The evaluation of each procedure was carried out by looking at the stability of the detected time lags over the sampling periods, separately for each trace gas and for each EC site. To achieve this goal, descriptive statistics (minimum, first and third quartile, maximum, modal value and interquartile range—IQR) of the distribution of time lags detected by each of the above procedures for CO\(_2\), CH\(_4\) and N\(_2\)O trace gases were compared. For N\(_2\)O sampled at the UK-EBu, time lags derived from the EXP approach were additionally used for comparison.

4 Results and discussion

In the following sections, we first report an application of the proposed PWB procedure on a selection of raw EC data files with the aim to highlight its advantages compared to the existing approaches. Then a performance evaluation over long-term periods of the procedures listed in Sect. 3.2 is reported and discussed in Sect. 4.2. An overall evaluation of the impact of different time lag detection procedures on flux covariance data distribution is provided in Sect. 4.3. All statistical analyses were entirely performed in the R programming language (R Core Team 2023, version 4.3.1).

4.1 Application results on a selection of raw EC data files

In this section, we report the advantages of the PWB procedure over the widely used approach in EC data processing pipelines based on the covariance-maximisation using W (CM-W) and the one based on the assessment of the CCF between pre-whitened variables (without bootstrapping) via conventional confidence intervals (for illustrative purposes here we report the results obtained via PW-W specification).

To this end, illustrative examples of time lags detected by each procedure on a selection of raw EC data are shown in Fig. 2. Data refer to W and N\(_2\)O atmospheric concentrations sampled at UK-EBu and depicted in Fig. 1. To better appreciate the pros and cons, the above mentioned procedures were performed without setting a proper temporal window of plausible time lags, i.e. by detecting the time lag over a broad search temporal window of ±10 s.

Fig. 2
figure 2

Illustrative examples of time lag detection via covariance-maximisation using vertical wind speed (CM-W, left panels), cross-correlation function after pre-whitening using vertical wind speed (PW-W, middle panels) and after pre-whitening with bootstrap (PWB, right panels). Raw EC data refer to vertical wind speed (W) and nitrous dioxide (N\(_2\)O) atmospheric concentrations depicted in Fig. 1. Numbers on the top of the x-axis indicate the time lag detected by each procedure. Horizontal dashed lines in the PW-W plots identify the 95% confidence interval. Shadow area in the PWB plots represents the uncertainty (range of the 95% HDI) associated with the detected time lag. Unlike the other methods, the PWB procedure provides consistent results in most examples (panels ad). For the example in panel e, all methods detect a wrong time lag, but the uncertainty estimate of PWB allows the unreliable result to be identified and discarded

For moderate/high magnitude fluxes, the use of PW-W and PWB procedures in place of the CM-W does not lead to substantially different results. In such cases, the cross-covariance function exhibits a distinct peak and the time lag between variables can be easily derived from it. An example of such a situation is depicted in Fig. 2a. For this data sample, the time lag detected by each procedure resulted in close agreement and equal to 1.6 s, a sensible estimate given the physical properties of this EC system (see Sect. 4.2 for more details). The resulting flux estimate, after temporal alignment, is about \(+\) 2 nmol N\(_2\)O m\(^{-2}\) s\(^{-1}\).
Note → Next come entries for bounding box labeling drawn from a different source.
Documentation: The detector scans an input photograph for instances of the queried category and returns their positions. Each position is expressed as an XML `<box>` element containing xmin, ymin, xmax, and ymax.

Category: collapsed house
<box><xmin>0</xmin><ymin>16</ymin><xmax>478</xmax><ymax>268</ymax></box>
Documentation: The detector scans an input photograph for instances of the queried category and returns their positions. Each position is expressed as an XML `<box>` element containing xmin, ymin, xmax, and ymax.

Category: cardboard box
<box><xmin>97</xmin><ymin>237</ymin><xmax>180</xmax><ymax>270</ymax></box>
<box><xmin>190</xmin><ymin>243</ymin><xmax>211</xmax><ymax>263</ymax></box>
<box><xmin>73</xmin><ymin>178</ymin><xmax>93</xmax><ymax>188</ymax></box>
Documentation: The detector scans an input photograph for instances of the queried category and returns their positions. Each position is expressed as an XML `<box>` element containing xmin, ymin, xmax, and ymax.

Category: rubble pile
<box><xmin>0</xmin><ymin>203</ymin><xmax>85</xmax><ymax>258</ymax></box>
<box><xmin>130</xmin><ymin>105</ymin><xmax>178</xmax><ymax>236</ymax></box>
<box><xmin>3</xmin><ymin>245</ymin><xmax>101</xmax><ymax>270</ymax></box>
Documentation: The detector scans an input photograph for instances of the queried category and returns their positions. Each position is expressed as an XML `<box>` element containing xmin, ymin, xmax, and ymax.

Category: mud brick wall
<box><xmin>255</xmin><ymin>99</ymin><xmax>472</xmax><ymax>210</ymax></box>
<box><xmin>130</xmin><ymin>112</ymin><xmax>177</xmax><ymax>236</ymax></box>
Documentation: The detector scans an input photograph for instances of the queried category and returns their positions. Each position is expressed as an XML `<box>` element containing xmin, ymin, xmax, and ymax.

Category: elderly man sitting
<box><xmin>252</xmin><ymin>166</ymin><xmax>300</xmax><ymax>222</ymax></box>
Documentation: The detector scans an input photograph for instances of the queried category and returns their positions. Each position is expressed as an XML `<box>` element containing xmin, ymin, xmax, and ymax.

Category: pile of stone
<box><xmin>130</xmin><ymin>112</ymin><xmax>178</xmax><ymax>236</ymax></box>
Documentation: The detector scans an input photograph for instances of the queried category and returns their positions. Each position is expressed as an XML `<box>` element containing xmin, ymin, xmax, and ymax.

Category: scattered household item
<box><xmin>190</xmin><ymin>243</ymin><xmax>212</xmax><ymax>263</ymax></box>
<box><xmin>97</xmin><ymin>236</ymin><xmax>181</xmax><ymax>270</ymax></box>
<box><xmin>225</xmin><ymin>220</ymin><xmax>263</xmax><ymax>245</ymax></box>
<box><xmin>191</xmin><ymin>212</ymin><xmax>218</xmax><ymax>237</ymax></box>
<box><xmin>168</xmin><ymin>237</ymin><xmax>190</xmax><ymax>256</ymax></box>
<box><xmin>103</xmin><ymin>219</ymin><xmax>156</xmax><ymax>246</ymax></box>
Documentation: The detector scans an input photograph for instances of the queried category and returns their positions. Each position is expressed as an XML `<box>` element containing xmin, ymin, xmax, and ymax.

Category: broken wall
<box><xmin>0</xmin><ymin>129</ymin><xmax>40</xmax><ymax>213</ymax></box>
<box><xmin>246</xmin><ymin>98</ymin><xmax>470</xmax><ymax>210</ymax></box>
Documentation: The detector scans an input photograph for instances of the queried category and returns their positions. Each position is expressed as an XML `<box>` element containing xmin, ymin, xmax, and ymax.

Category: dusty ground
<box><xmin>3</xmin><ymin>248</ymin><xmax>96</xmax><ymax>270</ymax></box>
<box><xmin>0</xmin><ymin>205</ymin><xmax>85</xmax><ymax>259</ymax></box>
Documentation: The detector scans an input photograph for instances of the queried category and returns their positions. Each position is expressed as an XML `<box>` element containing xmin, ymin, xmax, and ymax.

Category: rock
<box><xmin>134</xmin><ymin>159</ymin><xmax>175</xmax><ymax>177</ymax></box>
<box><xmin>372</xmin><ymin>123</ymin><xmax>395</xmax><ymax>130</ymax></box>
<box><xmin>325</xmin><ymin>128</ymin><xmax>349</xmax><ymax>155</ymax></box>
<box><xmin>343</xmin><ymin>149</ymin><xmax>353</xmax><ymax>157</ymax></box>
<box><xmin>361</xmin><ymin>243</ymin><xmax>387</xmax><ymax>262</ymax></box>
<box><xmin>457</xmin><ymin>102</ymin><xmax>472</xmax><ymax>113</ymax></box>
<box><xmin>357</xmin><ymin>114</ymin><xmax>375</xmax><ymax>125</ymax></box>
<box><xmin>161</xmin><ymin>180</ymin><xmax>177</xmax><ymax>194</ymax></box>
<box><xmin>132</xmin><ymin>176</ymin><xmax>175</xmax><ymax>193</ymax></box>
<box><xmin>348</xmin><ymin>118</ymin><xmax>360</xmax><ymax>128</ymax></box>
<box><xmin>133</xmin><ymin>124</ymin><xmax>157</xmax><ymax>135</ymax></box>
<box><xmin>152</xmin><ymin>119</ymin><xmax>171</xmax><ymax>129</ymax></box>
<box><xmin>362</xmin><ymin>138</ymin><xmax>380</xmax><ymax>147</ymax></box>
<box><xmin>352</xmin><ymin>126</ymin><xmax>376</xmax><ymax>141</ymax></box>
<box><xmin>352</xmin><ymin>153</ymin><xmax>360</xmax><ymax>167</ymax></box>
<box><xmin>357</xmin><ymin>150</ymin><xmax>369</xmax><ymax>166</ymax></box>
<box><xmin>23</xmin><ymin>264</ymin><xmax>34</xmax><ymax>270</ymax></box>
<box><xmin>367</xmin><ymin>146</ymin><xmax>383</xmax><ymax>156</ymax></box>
When the cross-covariance function does not exhibit a distinct peak, the detection of the actual time lag becomes more problematic leading to significant biases in flux estimates. For example, by applying the temporal alignment via CM-W procedure, flux estimates for the two examples in Fig. 1b and c would be \(-0.1\) (Fig. 2b) and \(-0.2\) nmol N\(_2\)O m\(^{-2}\) s\(^{-1}\) (Fig. 2c). If, instead, we assume that the actual time lag is around 1.7 s, flux estimates would be of opposite sign. Although such differences are small in magnitude, they have important implications in flux data interpretation. By convention, a positive flux value indicates that the ecosystem is a N\(_2\)O source to the atmosphere, while a negative flux value indicates a sink.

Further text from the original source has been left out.